Cell cycle control of PDGF-induced Ca2+ signaling through modulation of sphingolipid metabolism

Alessandro Fatatis, Richard J. Miller*

*Corresponding author for this work

Research output: Contribution to journalArticlepeer-review

19 Scopus citations

Abstract

The effects of growth factors have been shown to depend on the position of a cell in the cell cycle. However, the physiological basis for this phenomenon remains unclear.
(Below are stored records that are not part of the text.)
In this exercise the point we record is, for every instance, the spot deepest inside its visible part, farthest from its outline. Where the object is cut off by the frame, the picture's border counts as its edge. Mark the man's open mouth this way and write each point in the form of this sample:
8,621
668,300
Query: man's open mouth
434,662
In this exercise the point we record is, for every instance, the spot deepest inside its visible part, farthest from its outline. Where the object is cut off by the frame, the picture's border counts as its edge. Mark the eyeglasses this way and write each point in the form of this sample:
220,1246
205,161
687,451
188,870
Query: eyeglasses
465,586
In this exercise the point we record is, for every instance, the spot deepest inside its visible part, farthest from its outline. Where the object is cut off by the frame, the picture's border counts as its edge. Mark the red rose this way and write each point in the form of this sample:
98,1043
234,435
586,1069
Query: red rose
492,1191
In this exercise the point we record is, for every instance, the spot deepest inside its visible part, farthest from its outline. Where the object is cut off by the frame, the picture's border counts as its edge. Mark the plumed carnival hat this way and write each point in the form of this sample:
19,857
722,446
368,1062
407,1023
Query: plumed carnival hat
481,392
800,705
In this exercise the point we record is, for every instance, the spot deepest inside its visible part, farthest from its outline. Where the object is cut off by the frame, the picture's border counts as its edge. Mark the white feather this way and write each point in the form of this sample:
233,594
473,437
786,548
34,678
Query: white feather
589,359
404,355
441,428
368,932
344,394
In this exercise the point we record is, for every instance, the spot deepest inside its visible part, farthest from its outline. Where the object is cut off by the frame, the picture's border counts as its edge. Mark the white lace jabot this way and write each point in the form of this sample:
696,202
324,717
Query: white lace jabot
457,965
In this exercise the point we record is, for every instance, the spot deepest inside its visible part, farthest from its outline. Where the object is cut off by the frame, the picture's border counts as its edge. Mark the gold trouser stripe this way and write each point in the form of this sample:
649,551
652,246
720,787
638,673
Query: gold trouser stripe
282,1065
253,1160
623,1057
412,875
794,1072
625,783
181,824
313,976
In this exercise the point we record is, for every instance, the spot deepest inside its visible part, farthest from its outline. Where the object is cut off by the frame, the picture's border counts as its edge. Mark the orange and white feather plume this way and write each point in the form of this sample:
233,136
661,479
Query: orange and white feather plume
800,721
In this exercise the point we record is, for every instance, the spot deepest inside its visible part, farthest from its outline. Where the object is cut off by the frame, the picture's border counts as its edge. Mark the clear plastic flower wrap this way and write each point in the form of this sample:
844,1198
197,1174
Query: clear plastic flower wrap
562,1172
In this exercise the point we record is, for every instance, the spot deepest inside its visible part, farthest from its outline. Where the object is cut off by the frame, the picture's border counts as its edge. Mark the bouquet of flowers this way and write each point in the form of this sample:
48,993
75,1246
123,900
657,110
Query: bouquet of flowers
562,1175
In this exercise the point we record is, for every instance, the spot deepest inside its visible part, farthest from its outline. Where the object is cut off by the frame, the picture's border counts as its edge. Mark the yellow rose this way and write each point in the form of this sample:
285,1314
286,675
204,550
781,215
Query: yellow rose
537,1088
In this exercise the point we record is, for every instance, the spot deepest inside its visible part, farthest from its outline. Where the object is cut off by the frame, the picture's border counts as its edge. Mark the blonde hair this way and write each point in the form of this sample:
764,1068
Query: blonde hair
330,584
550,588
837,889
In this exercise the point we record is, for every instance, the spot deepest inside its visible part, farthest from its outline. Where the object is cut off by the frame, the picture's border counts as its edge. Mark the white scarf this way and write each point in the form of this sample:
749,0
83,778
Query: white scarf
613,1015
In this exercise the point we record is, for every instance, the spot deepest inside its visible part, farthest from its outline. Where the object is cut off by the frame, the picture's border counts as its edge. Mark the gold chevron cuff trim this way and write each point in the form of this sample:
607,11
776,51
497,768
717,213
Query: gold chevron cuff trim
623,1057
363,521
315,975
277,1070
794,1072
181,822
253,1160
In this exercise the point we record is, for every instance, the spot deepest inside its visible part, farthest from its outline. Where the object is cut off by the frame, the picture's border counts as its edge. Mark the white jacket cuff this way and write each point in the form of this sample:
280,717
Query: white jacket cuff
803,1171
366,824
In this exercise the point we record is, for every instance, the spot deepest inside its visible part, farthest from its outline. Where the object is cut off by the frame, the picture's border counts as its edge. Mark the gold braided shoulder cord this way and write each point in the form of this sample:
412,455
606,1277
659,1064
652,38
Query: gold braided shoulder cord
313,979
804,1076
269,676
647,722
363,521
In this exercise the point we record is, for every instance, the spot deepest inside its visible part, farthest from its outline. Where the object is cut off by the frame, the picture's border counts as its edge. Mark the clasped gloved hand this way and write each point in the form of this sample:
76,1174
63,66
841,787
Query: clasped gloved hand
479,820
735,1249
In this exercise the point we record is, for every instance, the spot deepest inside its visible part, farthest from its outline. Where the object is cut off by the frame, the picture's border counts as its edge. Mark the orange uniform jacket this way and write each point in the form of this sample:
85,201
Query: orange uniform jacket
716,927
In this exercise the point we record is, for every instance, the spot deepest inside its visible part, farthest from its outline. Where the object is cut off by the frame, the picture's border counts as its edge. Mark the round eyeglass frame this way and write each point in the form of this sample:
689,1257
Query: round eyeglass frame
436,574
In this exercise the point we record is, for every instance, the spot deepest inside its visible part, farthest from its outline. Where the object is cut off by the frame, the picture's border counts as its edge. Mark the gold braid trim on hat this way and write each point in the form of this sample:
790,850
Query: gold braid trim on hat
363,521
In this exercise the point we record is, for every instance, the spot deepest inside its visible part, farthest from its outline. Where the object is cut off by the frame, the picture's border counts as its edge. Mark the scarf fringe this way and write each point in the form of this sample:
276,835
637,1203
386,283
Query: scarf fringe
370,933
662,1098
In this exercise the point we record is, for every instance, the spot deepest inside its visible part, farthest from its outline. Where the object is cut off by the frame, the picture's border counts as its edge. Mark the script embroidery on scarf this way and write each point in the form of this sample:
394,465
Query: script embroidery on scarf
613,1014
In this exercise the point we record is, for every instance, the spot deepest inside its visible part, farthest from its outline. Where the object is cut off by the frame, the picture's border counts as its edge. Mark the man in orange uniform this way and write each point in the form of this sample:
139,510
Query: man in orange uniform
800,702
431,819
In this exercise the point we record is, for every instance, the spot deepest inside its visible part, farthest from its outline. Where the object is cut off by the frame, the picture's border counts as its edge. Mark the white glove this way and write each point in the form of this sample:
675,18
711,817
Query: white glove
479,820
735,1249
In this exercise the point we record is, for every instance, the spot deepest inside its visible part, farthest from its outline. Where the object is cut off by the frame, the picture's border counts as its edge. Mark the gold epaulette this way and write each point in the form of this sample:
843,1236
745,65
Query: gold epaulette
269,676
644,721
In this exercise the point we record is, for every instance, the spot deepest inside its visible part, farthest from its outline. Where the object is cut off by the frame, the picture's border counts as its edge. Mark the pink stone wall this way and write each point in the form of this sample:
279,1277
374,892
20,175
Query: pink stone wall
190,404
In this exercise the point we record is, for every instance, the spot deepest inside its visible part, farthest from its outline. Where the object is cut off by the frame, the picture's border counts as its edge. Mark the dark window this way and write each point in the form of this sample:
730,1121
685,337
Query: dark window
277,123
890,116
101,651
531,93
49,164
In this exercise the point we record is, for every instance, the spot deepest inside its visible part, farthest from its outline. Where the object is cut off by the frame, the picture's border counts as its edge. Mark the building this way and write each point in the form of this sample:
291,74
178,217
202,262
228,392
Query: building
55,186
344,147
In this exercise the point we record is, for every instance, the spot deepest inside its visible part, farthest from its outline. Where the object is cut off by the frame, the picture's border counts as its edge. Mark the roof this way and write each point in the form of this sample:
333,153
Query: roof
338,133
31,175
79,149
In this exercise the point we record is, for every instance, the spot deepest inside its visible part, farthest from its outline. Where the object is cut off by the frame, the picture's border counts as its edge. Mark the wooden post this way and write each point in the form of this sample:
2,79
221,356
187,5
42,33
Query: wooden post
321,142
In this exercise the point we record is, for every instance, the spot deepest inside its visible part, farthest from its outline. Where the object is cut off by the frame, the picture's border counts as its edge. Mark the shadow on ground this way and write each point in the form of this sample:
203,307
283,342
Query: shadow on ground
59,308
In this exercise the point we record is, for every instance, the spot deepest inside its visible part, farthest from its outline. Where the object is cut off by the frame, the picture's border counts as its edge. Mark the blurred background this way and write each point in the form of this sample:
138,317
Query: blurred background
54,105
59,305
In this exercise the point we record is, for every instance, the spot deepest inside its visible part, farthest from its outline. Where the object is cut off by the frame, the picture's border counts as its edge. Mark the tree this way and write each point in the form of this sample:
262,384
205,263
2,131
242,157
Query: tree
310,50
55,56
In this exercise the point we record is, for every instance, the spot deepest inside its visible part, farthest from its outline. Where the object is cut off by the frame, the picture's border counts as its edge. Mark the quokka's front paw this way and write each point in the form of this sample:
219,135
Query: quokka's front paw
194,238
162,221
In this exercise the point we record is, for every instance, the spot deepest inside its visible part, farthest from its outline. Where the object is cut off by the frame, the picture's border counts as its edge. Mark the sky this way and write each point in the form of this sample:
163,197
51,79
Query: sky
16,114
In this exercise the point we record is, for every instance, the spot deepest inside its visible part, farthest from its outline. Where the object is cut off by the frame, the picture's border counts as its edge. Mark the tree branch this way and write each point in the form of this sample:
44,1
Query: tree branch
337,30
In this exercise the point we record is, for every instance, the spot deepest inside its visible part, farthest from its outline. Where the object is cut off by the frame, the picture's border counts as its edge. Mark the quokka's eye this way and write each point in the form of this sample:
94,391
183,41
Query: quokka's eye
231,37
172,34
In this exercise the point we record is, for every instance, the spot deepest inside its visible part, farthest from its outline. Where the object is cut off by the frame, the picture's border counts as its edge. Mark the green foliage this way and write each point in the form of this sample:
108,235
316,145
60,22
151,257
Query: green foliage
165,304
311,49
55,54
Here we show that the majority of both CEINGE clone3 (cl3) and human embryonic kidney 293 cells, when arrested in a quiescent phase (G0), responded to platelet-derived growth factor BB (PDGF- BB) with non-oscillatory Ca2+ signals. Furthermore, the same type of Ca2+ response was also observed in CEINGE cl3 cells (and to a lesser extent in HEK 293 cells) blocked at the G1/S boundary. In contrast, CEINGE cl3 cells synchronized in early G1 or released from G1/S arrest responded in an oscillatory fashion. This cell cycle-dependent modulation of Ca2+ signaling was not observed on epidermal growth factor and G-protein-coupled receptor stimulation and was not due to differences in the expression of PDGF receptors (PDGFRs) during the cell cycle. We demonstrate that inhibition of sphingosine-kinase, which converts sphingosine to sphingosine-1-phosphate, caused G0 as well as G1/S synchronized cells to restore the oscillatory Ca2+ response to PDGF-BB. In addition, we show that the synthesis of sphingosine and sphingosine-1-phosphate is regulated by the cell cycle and may underlie the differences in Ca2+ signaling after PDGFR stimulation.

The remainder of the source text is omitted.